When his lips curl up, the first real sign of any semblance to a smile you’ve gotten, you know you have your answer.
It becomes a habit. Andrew picks you up, drops you off, sometimes he brings you lunch or you just see him at the end of the day when he drives you back home. Most of the time, he stays. Coming inside and helping you make dinner since your last attempt ended with you somehow managing to burn spaghetti.
It’s been innocent, a kiss on the cheek, or you reaching across the console to hold his hand while he drives. The majority of the time, you initiate the touch and he just reciprocates. You worry sometimes that you’re projecting your own desires onto him, not taking into account what he might want.
But he hasn’t objected, hasn’t ever pulled his hand away or told you to stop. You hope that means he doesn’t mind how affectionate you can be when you really care about someone.
You’re completely unaware of just how much the small kindnesses mean to him. Unaware that when he’s around you, he’s not Pope or a Cody, he’s just Andrew. He almost feels normal around you, like he’s just some regular guy who got lucky when he asked the pretty bank teller out.
Every time you touch him, kiss his cheek, and are just willingly in his presence without being intimidated, he thinks that he might be worth something. The feeling never lasts long, fading every time he goes back to his own house. It’s completely wrenched away by Baz or Smurf demanding updates, seeing if he’s gotten any decent information out of you.
He has, not that he’s told them yet.

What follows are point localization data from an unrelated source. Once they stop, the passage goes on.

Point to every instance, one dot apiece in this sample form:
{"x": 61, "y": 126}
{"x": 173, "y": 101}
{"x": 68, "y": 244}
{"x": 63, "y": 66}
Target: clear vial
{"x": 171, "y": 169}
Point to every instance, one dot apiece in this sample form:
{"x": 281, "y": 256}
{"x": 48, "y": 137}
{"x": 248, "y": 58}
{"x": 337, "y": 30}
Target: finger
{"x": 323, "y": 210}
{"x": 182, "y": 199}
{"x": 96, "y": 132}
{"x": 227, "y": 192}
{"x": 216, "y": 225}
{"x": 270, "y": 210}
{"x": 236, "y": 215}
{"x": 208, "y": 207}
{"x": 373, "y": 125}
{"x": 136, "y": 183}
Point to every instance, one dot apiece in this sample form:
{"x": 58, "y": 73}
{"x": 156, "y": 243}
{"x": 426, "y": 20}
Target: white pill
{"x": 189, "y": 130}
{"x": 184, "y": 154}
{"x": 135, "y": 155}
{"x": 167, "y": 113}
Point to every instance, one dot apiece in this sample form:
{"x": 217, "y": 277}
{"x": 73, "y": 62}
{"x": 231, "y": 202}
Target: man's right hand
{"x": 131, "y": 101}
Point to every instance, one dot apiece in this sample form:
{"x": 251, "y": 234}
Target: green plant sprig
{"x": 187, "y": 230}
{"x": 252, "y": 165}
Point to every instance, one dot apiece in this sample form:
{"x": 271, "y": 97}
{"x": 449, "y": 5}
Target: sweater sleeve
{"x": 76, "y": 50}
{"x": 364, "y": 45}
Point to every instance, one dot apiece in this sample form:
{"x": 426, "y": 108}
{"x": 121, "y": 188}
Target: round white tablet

You let it slip that there was a transport coming through on Thursday, lots of cash that Mike will probably want to take a dive in. And then, when he’d come in to bring you lunch, you complained that the security guard was late. Let it slip that there’s a ten-minute gap every day at one when they switch shifts.
It’s enough for Smurf and Baz. He could tell them all of this and they’d relent, tell him to ditch you. Make sure you’re oblivious as he ghosts you and they take what they want. But he doesn’t want that. He wants to keep standing next to you and making dinner. To pick you up and drop you off like you’re actually something real that he has to look forward to.
Andrew pulls into your driveway, the routine becoming more familiar to him than when he goes into his actual home. As always, he opens the door for you, takes your hand and leads you up the steps of your porch. He likes to linger on nights like tonight when he can’t come in. Baz and Smurf want him home tonight and he knows they’re not going to be giving him any leeway.
But he’s almost tempted to say screw it when you turn toward him, eyes shining under your porch light, expression earnest as you smile up at him. “Do you want to come inside?”
It’s completely innocent, your question, something you’ve asked a hundred times before. That doesn’t abate the ache in his jeans and that tight feeling in his chest every time you look at him like this. Like he’s actually someone you want around and aren’t just using.
Not like he’s using you.
A hot flush of shame shoots through him and he shakes his head. “I can’t tonight.” Your lips turn down in disappointment and he wants to take it back immediately, but he forces his mouth shut.
“Alright,” you take his hands in yours and lean up toward him. He expects the usual kiss on the cheek, even looks forward to it. What he doesn’t expect is your lips brushing against his, arms winding around his neck as you pull back with a smile like you didn’t just stun him into silence.
His eyes narrow and when you let that breathy little laugh of yours slip out, he loses any semblance of self-control. Not that he had much to begin with.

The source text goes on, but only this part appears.